Houston-based Vigavi Realty, an industrial developer, has several projects underway including some speculative space in Pasadena, Katy and near George Bush Intercontinental Airport.
The company's set to break ground on two speculative, 20,000- square-foot buildings within Bay Oaks Business Park, a 30-acre industrial park half a mile away from East Sam Houston Parkway South near Genoa Red Bluff Road.
The buildings will sit on 8.5 acres that Vigavi purchased from Houstonbased IDV, the park's original developer. JLL will lease the buildings, per a JLL release.
Christen Hatfield, a development associate with Vigavi Realty, said the company's mostly seen interest from service companies for petrochemical companies in or near the Port of Houston.
The buildings should deliver in the first quarter of 2018. Additionally, Vigavi recently delivered a 36,000- square-foot design-build industrial property for Chicago-based HydroTex at 11802 Fairmont Parkway. HydroTex owns and occupies the 36,000-square-foot property, which was designed by Terry Kennedy of Munson Kennedy Partnership.
JLL's Mark Nicholas and Richard Quarles negotiated the terms of the land sale on behalf of Vigavi, and Lee & Associates' Preston Yaggi and Stephen Kuper represented HydroTex.
Moving forward, Vigavi's about to break ground on a speculative 14,000-square-foot tilt-wall, grade-level manufacturing building in Parkside Capital's West Ten Business Park Park in Katy, Hatfield said.
In 2015, Vigavi Realty bought 35 acres for its park, West Ten Industrial Park, within Parkside's 470-acre business park.
And Vigavi recently closed on eight acres in West 529 Industrial Park at the Grand Parkway and West 529, Hatfield said. The company's working to finalize a deal with a 75,000-square-foot industrial user.

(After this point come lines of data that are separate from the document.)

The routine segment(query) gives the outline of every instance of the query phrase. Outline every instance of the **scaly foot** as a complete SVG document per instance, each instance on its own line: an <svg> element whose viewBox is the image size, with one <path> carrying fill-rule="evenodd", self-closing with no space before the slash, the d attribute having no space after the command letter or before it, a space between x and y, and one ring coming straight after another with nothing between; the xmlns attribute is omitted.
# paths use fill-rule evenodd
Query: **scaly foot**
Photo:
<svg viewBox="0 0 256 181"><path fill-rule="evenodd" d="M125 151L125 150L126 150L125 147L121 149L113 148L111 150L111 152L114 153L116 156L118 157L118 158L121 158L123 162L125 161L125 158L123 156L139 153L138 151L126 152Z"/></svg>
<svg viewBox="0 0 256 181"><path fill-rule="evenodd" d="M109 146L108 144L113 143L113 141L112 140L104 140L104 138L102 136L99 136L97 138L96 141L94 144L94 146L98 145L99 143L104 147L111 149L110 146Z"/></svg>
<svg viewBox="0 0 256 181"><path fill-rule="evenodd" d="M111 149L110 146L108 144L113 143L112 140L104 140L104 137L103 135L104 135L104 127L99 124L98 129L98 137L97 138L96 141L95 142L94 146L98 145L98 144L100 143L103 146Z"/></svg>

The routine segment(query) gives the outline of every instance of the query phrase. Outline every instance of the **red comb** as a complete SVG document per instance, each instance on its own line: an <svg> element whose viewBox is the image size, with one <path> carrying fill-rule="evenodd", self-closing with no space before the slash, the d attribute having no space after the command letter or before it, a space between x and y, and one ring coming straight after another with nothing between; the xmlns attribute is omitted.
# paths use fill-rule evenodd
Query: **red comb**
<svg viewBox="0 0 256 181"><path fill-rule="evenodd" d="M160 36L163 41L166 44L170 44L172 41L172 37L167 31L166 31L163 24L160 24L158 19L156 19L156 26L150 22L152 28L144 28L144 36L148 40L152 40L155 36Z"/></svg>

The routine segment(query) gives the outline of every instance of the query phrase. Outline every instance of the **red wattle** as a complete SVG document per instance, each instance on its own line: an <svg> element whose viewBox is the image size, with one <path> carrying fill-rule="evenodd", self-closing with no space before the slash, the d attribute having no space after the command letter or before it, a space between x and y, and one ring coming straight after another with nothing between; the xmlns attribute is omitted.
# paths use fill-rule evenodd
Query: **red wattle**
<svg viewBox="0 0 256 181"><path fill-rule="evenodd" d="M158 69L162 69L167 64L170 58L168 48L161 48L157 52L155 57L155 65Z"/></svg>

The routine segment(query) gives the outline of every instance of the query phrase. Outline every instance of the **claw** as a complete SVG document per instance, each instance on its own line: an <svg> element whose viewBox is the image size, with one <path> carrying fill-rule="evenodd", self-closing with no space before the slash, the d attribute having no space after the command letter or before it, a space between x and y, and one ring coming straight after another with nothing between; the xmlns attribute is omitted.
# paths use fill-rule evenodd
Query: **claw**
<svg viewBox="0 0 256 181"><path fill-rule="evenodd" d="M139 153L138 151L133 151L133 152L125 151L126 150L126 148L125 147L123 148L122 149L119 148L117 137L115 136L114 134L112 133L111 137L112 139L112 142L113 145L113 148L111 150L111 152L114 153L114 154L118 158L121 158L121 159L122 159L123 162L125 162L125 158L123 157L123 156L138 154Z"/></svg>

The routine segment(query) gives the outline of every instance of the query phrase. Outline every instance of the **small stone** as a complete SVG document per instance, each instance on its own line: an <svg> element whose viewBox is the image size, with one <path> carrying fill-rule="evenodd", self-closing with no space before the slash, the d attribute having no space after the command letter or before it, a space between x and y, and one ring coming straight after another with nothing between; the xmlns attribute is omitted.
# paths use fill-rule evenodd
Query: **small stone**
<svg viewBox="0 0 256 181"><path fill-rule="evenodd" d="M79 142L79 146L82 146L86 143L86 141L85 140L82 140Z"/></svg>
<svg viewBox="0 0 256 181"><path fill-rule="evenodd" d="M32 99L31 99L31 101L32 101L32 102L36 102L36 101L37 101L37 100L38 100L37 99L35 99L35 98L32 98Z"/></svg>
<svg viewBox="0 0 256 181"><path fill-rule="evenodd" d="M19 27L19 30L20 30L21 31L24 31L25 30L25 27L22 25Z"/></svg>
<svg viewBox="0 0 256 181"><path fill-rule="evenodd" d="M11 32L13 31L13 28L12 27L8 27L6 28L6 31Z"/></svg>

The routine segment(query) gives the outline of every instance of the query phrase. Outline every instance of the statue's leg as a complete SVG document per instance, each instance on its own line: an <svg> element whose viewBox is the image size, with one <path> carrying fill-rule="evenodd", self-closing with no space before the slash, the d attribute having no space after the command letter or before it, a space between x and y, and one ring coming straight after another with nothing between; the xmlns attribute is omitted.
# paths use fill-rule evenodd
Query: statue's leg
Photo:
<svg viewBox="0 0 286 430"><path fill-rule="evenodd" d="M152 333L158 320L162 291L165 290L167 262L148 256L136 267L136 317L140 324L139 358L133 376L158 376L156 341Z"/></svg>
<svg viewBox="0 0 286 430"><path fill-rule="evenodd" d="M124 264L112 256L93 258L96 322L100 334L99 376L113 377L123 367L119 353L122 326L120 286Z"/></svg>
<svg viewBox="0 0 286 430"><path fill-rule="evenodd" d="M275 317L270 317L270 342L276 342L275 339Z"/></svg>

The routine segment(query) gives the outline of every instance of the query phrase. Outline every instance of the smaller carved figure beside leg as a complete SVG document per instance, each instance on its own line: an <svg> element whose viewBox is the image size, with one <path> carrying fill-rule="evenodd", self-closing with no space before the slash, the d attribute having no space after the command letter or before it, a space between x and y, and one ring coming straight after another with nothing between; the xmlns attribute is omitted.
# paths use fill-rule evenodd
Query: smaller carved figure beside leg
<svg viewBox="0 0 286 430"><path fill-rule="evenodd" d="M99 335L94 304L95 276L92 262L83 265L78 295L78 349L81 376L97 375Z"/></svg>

Vigavi also owns 50 acres within Hardy Industrial Park at FM 1960 and the Hardy Toll Road, near IAH. The company's already built four speculative buildings within Hardy Industrial Park; those buildings have since leased.
In two or three months, Vigavi will break ground on three more speculative industrial properties at Hardy Industrial Park, all containing around 15,000- to 20,000-square-feet of space.
The company had another land site under contract for a distribution user, said Hatfield, but it fell through based on the property's high tax rate of 3.2 percent.
Increasing property valuations throughout Pasadena, La Porte and Harris County are pushing more and more distribution users to face tax rates of 3 percent or more, Hatfield said, a figure that deters many of them from closing deals.
"It used to be that nobody really asked about the tax rate, but it’s at the forefront of everyone's minds," Hatfield said. "It’s a question we get every time now, especially with distribution users."